As oral arguments in King v. Burwell this spring approach, one thing to watch is how many people are newly qualifying for subsidies in those states.

The Department of Health and Human Services has released a new report that suggests the number could be very large — which could (theoretically, at least) make it harder for the justices to gut the law.

As Margot Sanger-Katz reported for The New York Times, “(C)ustomers who were using HealthCare.gov to pick insurance plans — some new customers, and some renewing customers — were overwhelmingly likely to qualify for federal subsidies to help them pay their premiums. On average, the report found that 87 percent of these customers were eligible for subsidies, with higher percentages in some states — up to a high of 95 percent in Mississippi.”

And Larry Levitt of the Kaiser Family Foundation noted that “The big numbers of new enrollees are coming from states that are not running their own marketplaces, such as Florida and Texas, where the politics don’t seem amenable to them running their own marketplaces in the event of a Supreme Court ruling against the law.”

What this means: In states where the largest numbers of people might lose federal subsidies if the Supreme Court rules against the law, officials might be less likely to then set up their own exchanges to keep the subsidies flowing.
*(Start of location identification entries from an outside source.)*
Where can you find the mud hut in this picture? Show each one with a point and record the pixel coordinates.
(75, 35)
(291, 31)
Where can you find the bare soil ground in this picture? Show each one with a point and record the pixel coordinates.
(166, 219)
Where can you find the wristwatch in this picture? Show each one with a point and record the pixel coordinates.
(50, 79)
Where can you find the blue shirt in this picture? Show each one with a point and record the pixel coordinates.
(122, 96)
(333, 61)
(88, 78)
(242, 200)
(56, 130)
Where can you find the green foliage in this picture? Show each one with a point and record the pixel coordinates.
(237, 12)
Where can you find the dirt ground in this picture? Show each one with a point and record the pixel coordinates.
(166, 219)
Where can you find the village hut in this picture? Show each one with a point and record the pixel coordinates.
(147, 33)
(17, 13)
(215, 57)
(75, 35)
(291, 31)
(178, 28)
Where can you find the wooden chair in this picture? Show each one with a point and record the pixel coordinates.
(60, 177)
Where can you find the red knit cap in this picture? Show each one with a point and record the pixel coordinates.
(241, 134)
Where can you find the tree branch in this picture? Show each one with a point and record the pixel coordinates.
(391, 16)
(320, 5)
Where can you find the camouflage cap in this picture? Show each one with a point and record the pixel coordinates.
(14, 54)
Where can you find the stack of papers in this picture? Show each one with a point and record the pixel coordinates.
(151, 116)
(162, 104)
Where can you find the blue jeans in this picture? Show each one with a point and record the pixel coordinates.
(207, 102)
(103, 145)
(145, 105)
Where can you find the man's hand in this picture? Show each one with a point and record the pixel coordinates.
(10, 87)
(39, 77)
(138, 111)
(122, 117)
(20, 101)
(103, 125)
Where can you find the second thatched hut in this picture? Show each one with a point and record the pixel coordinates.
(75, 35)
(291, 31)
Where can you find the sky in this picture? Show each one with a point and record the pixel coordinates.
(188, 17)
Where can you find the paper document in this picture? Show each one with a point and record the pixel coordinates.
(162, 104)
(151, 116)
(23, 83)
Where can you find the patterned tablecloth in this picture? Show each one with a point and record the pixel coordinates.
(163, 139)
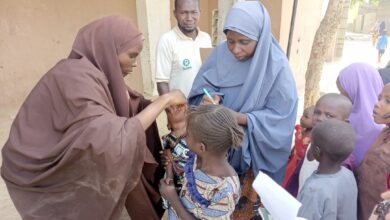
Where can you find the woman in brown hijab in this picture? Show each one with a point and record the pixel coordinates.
(83, 145)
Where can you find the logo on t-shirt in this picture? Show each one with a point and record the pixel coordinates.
(186, 64)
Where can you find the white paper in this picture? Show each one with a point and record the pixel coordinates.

Adds Levitt: “The impact of a potential Supreme Court decision against the law continues to grow.”

The reason this matters: Highlighting the potential for such a court decision to result in widespread disruptions and dire consequences — both for millions who might lose coverage and for the insurance and health-care industry in these states — may figure in the government’s strategy for winning the case. Now, it’s possible that Chief Justice John Roberts, the expected swing vote, won’t bother considering such potential in reaching his decision. But who knows — he just might. And the stakes continue to grow.

Greg Sargent writes The Washington Post’s The Plum Line blog, a reported opinion blog with a liberal slant.